Учительница однажды рассказала мне, что у президента Рузвельта была инвалидная коляска, вроде бы точно такая же, как у Ога, с деревянной спинкой и двумя длинными палками со стопами на концах – будто собственными неподвижными ногами. Рузвельт никогда не позволял себе фотографироваться или показываться на публике в этом кресле, рассказывала учительница, и до того успешно поддерживал благополучную картинку, что слухам о его инвалидности почти никто не верил. Он выглядел всегда так по‐президентски на газетных фотографиях и так впечатляюще и красноречиво выступал по радио, а на парадах и в торжественных процессиях даже сам сидел за рулем прекрасного автомобиля. До того как Ог вернулся с войны, искалеченный и злой, я в жизни не видела ни одного инвалида. Новый Ог был ничуть непохож на старого, и еще меньше был он похож на единственного президента, которого я знала. Прошло немало времени после того, как и Рузвельт, и Ог умерли и инвалидные коляски перестали делать из дерева, когда я увидела одну из двух существующих фотографий президента в его кресле и подумала, сколько же ветеранов войны, безногих и несчастных, как Ог, страдали бы чуточку меньше, если бы президент не стыдился своей инвалидной коляски и не скрывал ее.

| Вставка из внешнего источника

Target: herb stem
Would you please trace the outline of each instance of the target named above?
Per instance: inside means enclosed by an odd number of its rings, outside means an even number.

Я стояла на одной ноге и вытирала посуду, когда услышала, как Ог врезался в стену и выругался. Я обернулась и увидела, как он переваливает через порог кухни, удерживая в одной руке костыли, а другой пытаясь двигать коляску. Наши взгляды встретились, но ни он, ни я не знали, как реагировать на такой не свойственный ему жест доброй воли.

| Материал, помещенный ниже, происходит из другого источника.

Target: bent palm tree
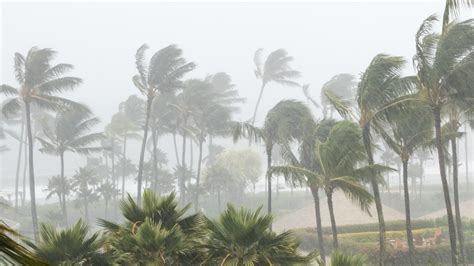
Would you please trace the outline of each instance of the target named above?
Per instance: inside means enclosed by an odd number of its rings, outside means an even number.
[[[472,84],[474,82],[474,20],[449,22],[453,10],[461,1],[447,1],[441,35],[432,31],[438,20],[432,15],[425,19],[416,34],[416,54],[413,58],[417,78],[421,85],[420,95],[432,109],[439,171],[443,185],[452,263],[456,258],[456,230],[454,225],[448,180],[446,177],[445,151],[441,134],[441,114],[450,102],[456,100],[472,106]],[[470,97],[469,97],[470,95]]]
[[[362,140],[367,153],[369,166],[374,165],[373,155],[373,133],[380,127],[381,121],[386,119],[385,113],[393,106],[397,106],[407,100],[412,100],[412,96],[407,94],[416,85],[414,77],[401,78],[400,72],[405,64],[405,60],[398,56],[388,56],[385,54],[376,55],[370,62],[367,69],[362,73],[357,85],[356,106],[350,107],[350,102],[336,96],[329,90],[324,94],[345,118],[354,119],[362,129]],[[375,207],[379,222],[379,263],[384,263],[385,258],[385,219],[382,210],[382,201],[377,182],[377,173],[372,169],[372,185]]]
[[[271,231],[272,216],[236,209],[229,204],[216,220],[206,218],[208,237],[203,248],[203,264],[218,265],[293,265],[310,263],[314,255],[298,252],[299,242],[289,231],[276,234]]]
[[[73,90],[82,81],[80,78],[64,76],[73,69],[70,64],[57,64],[51,66],[51,60],[56,52],[51,49],[33,47],[26,57],[15,53],[15,78],[19,83],[18,88],[1,85],[0,93],[14,96],[3,106],[2,112],[8,117],[24,108],[26,115],[26,132],[28,136],[28,167],[30,180],[31,217],[35,239],[38,239],[38,216],[36,213],[34,149],[31,123],[31,108],[57,111],[63,106],[77,107],[77,103],[57,95]],[[79,106],[80,107],[80,106]],[[82,107],[80,107],[82,109]]]
[[[411,157],[422,145],[432,138],[433,122],[426,105],[410,102],[403,110],[388,113],[388,125],[380,131],[385,143],[402,161],[403,190],[405,198],[405,223],[410,261],[415,252],[411,230],[410,196],[408,190],[408,165]],[[412,176],[414,178],[414,176]],[[414,195],[414,194],[413,194]],[[411,262],[413,264],[413,262]]]
[[[254,127],[248,122],[237,123],[232,129],[234,142],[240,138],[250,141],[263,142],[267,154],[267,207],[272,212],[272,151],[275,144],[287,143],[300,139],[305,123],[311,118],[308,107],[301,102],[285,100],[276,104],[265,117],[262,128]]]
[[[143,163],[145,160],[146,141],[148,138],[148,124],[150,121],[151,106],[154,98],[166,91],[175,91],[182,87],[181,78],[195,68],[194,63],[187,63],[182,57],[182,50],[176,45],[167,46],[156,52],[150,59],[148,66],[145,63],[146,44],[138,48],[135,55],[138,74],[133,76],[133,84],[146,96],[145,125],[143,141],[138,164],[137,201],[141,202]]]
[[[289,65],[290,62],[293,61],[293,57],[289,56],[284,49],[278,49],[270,53],[265,60],[265,63],[262,64],[262,52],[263,49],[258,49],[253,58],[255,63],[255,76],[262,80],[262,84],[260,86],[260,94],[258,95],[257,103],[255,104],[253,116],[250,120],[252,126],[255,124],[255,118],[257,116],[258,106],[262,100],[263,90],[268,83],[275,82],[277,84],[291,87],[299,86],[299,84],[294,82],[293,79],[299,77],[300,72],[293,70]]]
[[[0,252],[22,265],[48,265],[37,258],[31,251],[11,238],[20,236],[15,230],[3,222],[0,223]]]
[[[57,155],[60,158],[61,180],[63,191],[66,191],[66,180],[64,176],[64,154],[66,151],[88,155],[91,152],[101,151],[100,147],[91,147],[89,145],[103,138],[102,133],[88,133],[88,131],[99,123],[99,119],[91,117],[90,113],[78,112],[76,110],[62,110],[57,113],[56,119],[52,123],[45,121],[43,123],[43,133],[45,138],[37,137],[43,146],[40,151]],[[66,194],[63,193],[61,209],[63,211],[66,225],[67,208]]]
[[[362,211],[370,214],[369,207],[373,197],[362,185],[362,181],[367,178],[366,175],[371,169],[382,171],[387,168],[380,165],[357,168],[357,164],[366,159],[360,129],[349,121],[331,124],[334,122],[324,121],[315,129],[316,132],[307,133],[306,139],[300,143],[300,159],[292,153],[288,145],[283,146],[282,155],[289,165],[274,166],[272,172],[283,174],[289,182],[306,183],[312,190],[324,189],[333,246],[337,249],[339,245],[332,201],[334,191],[343,191]]]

– Вот, – буркнул он, бросив костыли на пол, а потом задом выкатился из дверного проема и поехал прочь по коридору.


Этих костылей я не видела с тех пор, как дядя Ог вернулся с войны другим человеком.

Я вспомнила, как в тот день мы поехали в Монтроуз, одевшись во все самое лучшее, – это было тем же летом 1942 года, когда мы с Кэлом построили дом на дереве. Мне не терпелось снова увидеть дядю, и я вся взмокла и извертелась, зажатая между Кэлом и Сетом на заднем сиденье большого седана, который отец одолжил у соседа, мистера Митчелла. Отец вел машину, а тетя Вив на том же длинном переднем сиденье взволнованно болтала с мамой, и ее тщательно накрученные завитки подпрыгивали, как пружинки. Я представляла себе, как Огден и его непоседа брат выйдут из поезда, оба в своей красивой солдатской форме, и будут вертеть головами, оглядывая платформу, пока ясные синие глаза Ога наконец не вспыхнут при виде нас, его новой семьи, которая так рада его возвращению домой. Я представляла себе, как Ог обхватит тетю Вивиан за талию, прижмет ее к себе и поцелует в губы – как делал тогда, в саду, где я застигла их всего за несколько дней до его отъезда на войну в Европу, и спина у нее была тогда так грациозно изогнута – совсем как ствол ивы.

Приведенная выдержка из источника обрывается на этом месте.